Tuesday, April 14, 2026

Reason says. . .

A few months ago many of us were gathered in a church somewhere while a finger dusted with ash traced a cross on the foreheads of those who came forward.  The words were shocking enough for an adult to hear, Remember, O man, that you are dust and unto dust you shall return.  But there will be moms and dads bringing small children with curious faces and infants so seemingly innocent to get the same odd anointing.   In the cold reality of reason, this all seems to be an empty gesture for the children and babies carried up in loving arms.  Reason says these are innocents who have no guilt to carry, no shame to hide, and no sins to confess.  But that is the problem.  We were born into this sin that does not seem to be apparent on the smiling and joyful faces of children and babies.  They belong there because of what choice was made not by them but for them when, in Eden, we were all one in Adam.  If they do not belong there, then none of us do.

The same unthinkable reason that brought infants and small children to the rail for ashes is what brings them to baptismal water.  Need.  Whether that need is expressed in formal words and sentences or whether it is attested to by faithful parents who know what is on the faces of their children as well as what it means to be born into sin, need compels us.  No one can reason themselves into a baby being brought to water meant for sinners who have some guilt to confess, some shame to admit, and some sin to own.  Reason says the child is innocent until they reach some age of accountability, some awareness of right and wrong, some culpability of will and desire.  But infants and children are also born into a world of death, with a will compromised by the inclination to evil, and in their own helpless state to deliver themselves from all of this or even part of it.  

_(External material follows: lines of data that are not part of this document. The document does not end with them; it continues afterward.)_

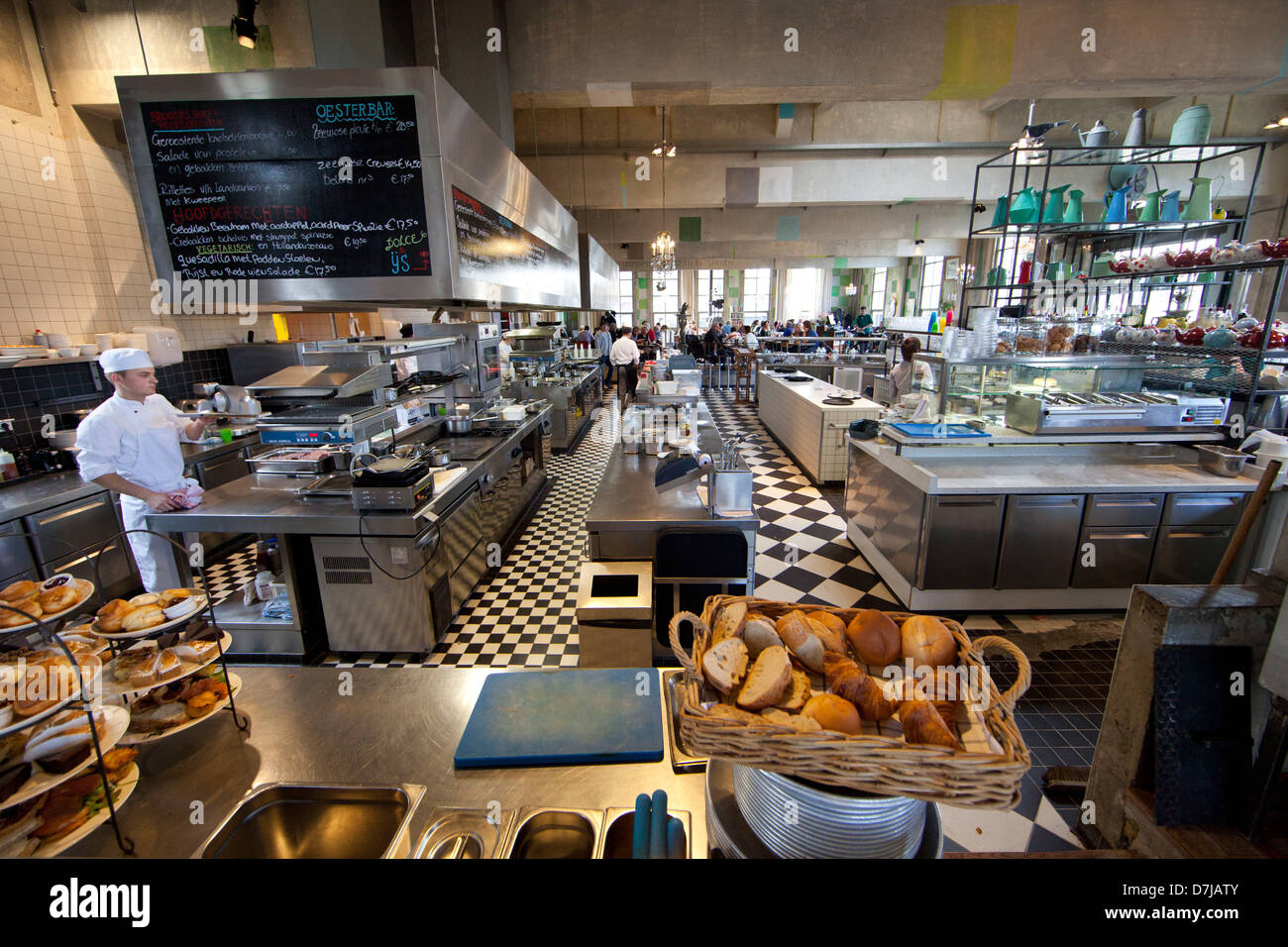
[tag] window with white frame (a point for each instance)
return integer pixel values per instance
(931, 285)
(625, 296)
(755, 295)
(708, 285)
(666, 300)
(879, 294)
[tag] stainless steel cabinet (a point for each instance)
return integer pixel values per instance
(1125, 509)
(1039, 540)
(1121, 554)
(1203, 509)
(958, 549)
(1189, 554)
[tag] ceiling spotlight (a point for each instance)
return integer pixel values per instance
(244, 24)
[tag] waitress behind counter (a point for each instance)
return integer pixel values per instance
(130, 444)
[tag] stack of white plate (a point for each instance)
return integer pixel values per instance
(800, 819)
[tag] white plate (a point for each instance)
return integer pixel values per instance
(80, 582)
(114, 688)
(42, 781)
(200, 598)
(140, 738)
(125, 788)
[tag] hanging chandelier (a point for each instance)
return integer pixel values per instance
(664, 245)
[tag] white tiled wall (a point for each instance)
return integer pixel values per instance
(72, 253)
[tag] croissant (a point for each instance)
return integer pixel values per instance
(922, 724)
(846, 680)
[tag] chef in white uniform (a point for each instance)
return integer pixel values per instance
(130, 444)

Reason tells us that the resurrection is the hope of those near death and not the baby in the arms of mom or the children carried by their dads.  After all, they have their own lives ahead, full lives with chapters waiting to be written.  That is the illusion.  Reason usually deals with black and white, the clear and the concrete.  In this case reason is wrong.  It clings to a dream while the reality is marked in death upon the flesh even of a child.  We all need what the promise of Easter offers.  We cannot predict when death will come and we dare not presume that the seemingly innocent faces of children are immune from it.  If we come to the empty tomb both out of need and of desire, the infants and children have the same need even as we wait to hear from their lips the words of desire and faith.